My hatred of Walmart goes way back. The business class I started didn’t help matters much.

But yes, everything is bought.

Even more surprisingly, everything is wrapped. I’m normally a December 24th late night wrapper myself, but this year I just wanted it done. I think I already confessed my mom did my wrapping. But I take that back. I bought more and wrapped it myself.

I’m still on fast lanes which is getting on my last nerve. I use to love fast lanes. I mean love love love fast lanes. But right now I’d give about anything to run a regular lane. I’m just burned out. It’s one part overload and one part holiday season. We are busy all day every day and there are a lot of people going through the fast lane. And the majority of them, don’t know what they are doing. And I’ll be the first to admit every now and then the machines do act up. But most of that shit is user error. And then you have to listen to them bitch that the machine doesn’t work, it never works, it never will work. And one of these days I’m going to get fired for explaining to a customer exactly why it doesn’t work. But for now I bite my tongue and agree with the customer that is always right. Regular lane is easier because the user, the cashier, does this for 20, 30, 40 hours a week and for the most part knows what they are doing. It’s just very taxing on the right arm and it just so happens my right arm is all sorts of jacked up.
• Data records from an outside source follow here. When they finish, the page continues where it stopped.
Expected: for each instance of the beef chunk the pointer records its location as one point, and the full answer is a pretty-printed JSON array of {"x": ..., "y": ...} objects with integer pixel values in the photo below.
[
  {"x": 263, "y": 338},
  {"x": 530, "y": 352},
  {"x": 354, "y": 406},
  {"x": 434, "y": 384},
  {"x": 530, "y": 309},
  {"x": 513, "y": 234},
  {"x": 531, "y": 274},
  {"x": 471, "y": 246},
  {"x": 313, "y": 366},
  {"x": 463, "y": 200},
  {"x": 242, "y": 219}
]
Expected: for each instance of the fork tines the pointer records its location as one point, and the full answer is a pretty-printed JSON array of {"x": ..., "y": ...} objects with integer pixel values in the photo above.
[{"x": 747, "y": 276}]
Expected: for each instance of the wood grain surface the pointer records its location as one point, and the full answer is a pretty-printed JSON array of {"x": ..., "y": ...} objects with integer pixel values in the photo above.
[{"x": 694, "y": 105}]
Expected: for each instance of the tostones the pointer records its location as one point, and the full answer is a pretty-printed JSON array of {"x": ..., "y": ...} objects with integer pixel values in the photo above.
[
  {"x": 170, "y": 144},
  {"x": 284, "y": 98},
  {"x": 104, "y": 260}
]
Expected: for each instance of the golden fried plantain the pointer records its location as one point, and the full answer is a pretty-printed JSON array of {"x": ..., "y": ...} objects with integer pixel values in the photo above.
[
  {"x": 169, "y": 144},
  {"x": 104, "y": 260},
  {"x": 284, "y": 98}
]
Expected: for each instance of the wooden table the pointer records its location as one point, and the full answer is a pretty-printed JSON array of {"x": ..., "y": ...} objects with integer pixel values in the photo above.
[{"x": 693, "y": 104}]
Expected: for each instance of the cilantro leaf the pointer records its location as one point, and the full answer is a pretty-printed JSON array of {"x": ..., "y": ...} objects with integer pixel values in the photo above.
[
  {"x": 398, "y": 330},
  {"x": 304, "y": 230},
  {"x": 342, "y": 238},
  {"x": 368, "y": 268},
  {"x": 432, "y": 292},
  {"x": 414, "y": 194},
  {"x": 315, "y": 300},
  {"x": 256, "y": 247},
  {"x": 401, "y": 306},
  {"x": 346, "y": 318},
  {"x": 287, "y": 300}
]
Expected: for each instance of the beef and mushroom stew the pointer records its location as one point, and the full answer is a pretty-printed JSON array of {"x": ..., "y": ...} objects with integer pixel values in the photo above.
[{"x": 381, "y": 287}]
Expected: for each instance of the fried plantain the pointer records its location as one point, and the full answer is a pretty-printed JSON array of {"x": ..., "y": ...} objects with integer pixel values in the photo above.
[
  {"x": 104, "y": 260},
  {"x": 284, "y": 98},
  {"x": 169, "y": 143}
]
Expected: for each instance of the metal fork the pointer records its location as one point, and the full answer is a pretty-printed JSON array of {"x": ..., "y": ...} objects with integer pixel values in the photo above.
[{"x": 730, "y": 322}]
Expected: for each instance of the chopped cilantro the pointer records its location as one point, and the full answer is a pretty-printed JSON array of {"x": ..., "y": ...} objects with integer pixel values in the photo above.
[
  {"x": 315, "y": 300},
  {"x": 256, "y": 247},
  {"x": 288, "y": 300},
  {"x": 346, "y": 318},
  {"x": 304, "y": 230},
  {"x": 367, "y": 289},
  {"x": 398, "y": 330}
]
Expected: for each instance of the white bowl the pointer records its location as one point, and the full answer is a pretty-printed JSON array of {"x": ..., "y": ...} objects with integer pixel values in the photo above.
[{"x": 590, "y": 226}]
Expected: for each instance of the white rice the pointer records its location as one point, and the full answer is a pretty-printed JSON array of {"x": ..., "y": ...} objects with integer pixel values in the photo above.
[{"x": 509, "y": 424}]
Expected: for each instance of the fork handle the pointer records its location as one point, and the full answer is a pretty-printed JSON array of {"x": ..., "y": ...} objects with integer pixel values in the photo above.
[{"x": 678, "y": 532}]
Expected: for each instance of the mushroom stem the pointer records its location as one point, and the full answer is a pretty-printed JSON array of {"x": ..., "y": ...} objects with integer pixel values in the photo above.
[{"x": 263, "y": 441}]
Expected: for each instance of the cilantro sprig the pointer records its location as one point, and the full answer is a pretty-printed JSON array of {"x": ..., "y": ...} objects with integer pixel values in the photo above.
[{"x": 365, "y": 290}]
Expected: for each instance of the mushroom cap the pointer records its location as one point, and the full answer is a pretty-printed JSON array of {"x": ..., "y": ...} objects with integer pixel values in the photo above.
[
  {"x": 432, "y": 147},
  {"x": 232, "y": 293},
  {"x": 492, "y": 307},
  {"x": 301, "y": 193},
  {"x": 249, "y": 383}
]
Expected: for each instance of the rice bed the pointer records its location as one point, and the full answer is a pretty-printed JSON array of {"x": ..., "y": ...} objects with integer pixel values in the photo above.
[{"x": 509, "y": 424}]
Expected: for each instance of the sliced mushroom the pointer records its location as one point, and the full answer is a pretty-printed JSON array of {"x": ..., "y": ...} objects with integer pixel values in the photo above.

It isn’t definite but it looks like I might have New Year’s Day off work. Which would be kind of cool. I can stay up late with my husband and not have to worry about getting to work the next morning. Normally I’m the anti-holiday. But as long as Pat doesn’t make a big production out of it, I should be fine. The alternative is going to bed at my bedtime and sleeping through midnight. I could see that working too.

Good God I’m tired.

Job Hunt 2011

I got a response to one of the resumes I sent out. One of the banks emailed me to fill in a job application and take a survey. I’m taking this as a good sign.

This was a couple of days ago though. No word since.

I’m choosing not to worry about it. I’m going to ride out what’s left of the holiday season and then kick the search up a notch or two.

I guess we’ll see what happens.

Fortune Cookie

My fortune today read:

Today, some new connections will be very exciting indeed.

First I was thinking of my new doctor.

Then I reflected on the text message I received from my mom.

“Had lunch with a new tech who has bpd and feels very unlovable, etc. Gave her your blog, but she needs to meet you.”

I’m really excited about this new possible friend. I guess she is very lonely. I’m always looking for new friends who understand what I’m going through so this could prove to be a very good friendship for the two of us.

Two new connections today. And I’m indeed excited about both.